A história não contada da pílula contraceptiva: “73% mais probabilidades de ficar deprimida”.
Seis décadas após a sua introdução, a pílula continua a suscitar dúvidas, apesar de milhões de mulheres a utilizarem diariamente

Há pouco mais de meio século, um pequeno comprimido revolucionou o papel da mulher na sociedade ocidental. Decorria o ano de 1960 quando o Enovid, o primeiro contracetivo oral aprovado nos Estados Unidos, foi lançado no mercado. Numa altura em que as mulheres começavam a conquistar o local de trabalho e os movimentos para a igualdade de género davam os primeiros passos, a pílula significava muito mais do que um método de contraceção. Era uma chave para o controlo do próprio corpo, mas também um motivo de grande controvérsia.
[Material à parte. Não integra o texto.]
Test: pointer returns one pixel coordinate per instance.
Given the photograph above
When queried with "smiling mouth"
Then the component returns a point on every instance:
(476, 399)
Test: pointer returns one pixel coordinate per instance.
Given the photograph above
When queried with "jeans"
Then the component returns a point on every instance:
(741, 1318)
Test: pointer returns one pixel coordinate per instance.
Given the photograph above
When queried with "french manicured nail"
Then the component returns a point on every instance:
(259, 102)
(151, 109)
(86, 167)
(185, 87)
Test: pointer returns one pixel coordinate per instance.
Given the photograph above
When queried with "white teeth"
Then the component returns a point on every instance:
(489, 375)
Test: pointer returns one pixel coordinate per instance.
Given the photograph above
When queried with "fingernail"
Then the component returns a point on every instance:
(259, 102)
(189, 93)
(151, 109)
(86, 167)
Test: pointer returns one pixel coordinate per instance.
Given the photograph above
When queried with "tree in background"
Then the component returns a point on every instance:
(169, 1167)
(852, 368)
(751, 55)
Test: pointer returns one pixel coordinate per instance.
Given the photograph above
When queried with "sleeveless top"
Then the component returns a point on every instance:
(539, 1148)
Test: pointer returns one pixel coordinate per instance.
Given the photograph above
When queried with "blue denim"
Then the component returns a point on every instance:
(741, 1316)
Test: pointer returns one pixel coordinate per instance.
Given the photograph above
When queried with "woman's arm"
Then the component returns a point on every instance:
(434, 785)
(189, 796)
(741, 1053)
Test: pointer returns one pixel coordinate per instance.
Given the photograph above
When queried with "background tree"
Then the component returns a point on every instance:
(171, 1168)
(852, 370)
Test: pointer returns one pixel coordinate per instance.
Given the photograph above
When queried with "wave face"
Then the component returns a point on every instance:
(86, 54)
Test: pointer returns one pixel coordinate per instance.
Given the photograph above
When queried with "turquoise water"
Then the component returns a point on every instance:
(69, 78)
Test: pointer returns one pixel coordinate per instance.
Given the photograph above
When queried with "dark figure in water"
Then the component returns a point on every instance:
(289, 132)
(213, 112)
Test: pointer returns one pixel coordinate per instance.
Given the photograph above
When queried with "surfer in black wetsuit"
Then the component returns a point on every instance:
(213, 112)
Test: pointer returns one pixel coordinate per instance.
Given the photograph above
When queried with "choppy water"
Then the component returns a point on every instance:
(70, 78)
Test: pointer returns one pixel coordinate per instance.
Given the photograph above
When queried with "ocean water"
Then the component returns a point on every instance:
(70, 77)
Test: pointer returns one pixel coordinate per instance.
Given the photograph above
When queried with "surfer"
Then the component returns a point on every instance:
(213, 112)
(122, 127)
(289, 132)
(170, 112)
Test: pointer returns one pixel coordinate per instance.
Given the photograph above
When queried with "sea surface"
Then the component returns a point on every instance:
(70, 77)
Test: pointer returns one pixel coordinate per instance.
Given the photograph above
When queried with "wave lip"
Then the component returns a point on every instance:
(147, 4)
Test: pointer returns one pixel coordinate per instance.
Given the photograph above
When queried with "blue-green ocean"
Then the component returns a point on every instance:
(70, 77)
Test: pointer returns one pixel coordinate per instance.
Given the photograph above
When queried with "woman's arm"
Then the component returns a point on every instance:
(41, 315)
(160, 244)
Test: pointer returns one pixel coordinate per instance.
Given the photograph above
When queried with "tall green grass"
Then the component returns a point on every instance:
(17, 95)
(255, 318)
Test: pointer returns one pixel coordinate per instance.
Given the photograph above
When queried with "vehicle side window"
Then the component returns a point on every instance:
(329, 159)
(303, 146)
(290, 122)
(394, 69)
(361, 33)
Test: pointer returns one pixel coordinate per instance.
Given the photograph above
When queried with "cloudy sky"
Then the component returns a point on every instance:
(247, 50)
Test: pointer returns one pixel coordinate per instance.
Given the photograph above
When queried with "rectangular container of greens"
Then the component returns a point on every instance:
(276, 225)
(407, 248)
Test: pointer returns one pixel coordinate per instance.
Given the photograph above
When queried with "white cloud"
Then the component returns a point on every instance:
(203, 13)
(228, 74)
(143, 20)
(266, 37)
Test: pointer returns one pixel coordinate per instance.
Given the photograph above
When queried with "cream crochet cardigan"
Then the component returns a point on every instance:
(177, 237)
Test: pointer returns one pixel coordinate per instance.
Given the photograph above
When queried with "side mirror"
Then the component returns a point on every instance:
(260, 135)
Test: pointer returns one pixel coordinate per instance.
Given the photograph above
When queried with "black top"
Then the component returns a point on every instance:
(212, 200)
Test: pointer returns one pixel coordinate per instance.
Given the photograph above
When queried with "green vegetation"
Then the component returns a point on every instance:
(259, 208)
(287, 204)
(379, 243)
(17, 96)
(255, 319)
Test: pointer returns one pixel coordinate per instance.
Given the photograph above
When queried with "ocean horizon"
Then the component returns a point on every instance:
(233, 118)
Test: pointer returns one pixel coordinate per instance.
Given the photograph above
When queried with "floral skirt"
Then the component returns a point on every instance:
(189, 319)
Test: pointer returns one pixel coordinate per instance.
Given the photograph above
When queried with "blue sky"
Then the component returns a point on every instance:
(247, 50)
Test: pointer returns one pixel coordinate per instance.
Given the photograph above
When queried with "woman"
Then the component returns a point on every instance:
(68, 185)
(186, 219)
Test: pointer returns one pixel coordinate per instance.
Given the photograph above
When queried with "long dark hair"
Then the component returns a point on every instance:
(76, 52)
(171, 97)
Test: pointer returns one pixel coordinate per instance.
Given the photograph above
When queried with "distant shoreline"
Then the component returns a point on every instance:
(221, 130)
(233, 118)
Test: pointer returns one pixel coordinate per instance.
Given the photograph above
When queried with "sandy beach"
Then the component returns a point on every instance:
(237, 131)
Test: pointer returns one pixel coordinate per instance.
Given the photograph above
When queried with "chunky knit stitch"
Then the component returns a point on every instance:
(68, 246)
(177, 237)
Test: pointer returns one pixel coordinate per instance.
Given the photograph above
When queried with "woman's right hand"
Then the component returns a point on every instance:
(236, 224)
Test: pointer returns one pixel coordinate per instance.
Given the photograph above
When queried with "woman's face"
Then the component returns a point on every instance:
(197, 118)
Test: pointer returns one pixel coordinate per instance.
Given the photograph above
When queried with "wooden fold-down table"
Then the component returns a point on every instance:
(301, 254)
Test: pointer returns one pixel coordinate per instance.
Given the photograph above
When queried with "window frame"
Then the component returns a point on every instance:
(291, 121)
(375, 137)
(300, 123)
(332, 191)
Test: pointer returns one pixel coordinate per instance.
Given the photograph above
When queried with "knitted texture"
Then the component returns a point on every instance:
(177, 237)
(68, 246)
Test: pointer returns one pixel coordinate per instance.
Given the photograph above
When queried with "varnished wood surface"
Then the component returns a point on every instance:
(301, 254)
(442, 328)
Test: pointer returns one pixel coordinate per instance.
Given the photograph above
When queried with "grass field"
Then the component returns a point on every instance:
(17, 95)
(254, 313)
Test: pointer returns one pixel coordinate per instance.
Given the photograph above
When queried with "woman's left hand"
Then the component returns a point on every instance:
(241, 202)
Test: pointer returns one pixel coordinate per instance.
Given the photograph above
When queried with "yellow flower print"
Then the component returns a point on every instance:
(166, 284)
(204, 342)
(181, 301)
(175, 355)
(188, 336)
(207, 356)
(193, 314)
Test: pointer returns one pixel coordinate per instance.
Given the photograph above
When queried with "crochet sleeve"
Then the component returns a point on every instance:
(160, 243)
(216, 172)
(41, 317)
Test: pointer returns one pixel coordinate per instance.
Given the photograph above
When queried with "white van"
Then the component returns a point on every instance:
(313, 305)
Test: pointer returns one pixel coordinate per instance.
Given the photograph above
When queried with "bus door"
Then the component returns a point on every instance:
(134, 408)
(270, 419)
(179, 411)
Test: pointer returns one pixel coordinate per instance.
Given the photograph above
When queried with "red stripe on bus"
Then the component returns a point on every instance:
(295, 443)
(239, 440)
Desde então, mais de 100 milhões de mulheres em todo mundo têm utilizado contraceptivos hormonais. Em muitos países, o seu acesso está garantido pelo sistema de saúde pública; noutros, continua a ser um bem inacessívelo, cercado por tabus religiosos, sociais ou legais. Mas, em todos os casos, a pílula é objeto de perguntas, investigações e debates que, mais de seis décadas depois, continuam por resolver: quais são os riscos? Como afecta o corpo e a mente?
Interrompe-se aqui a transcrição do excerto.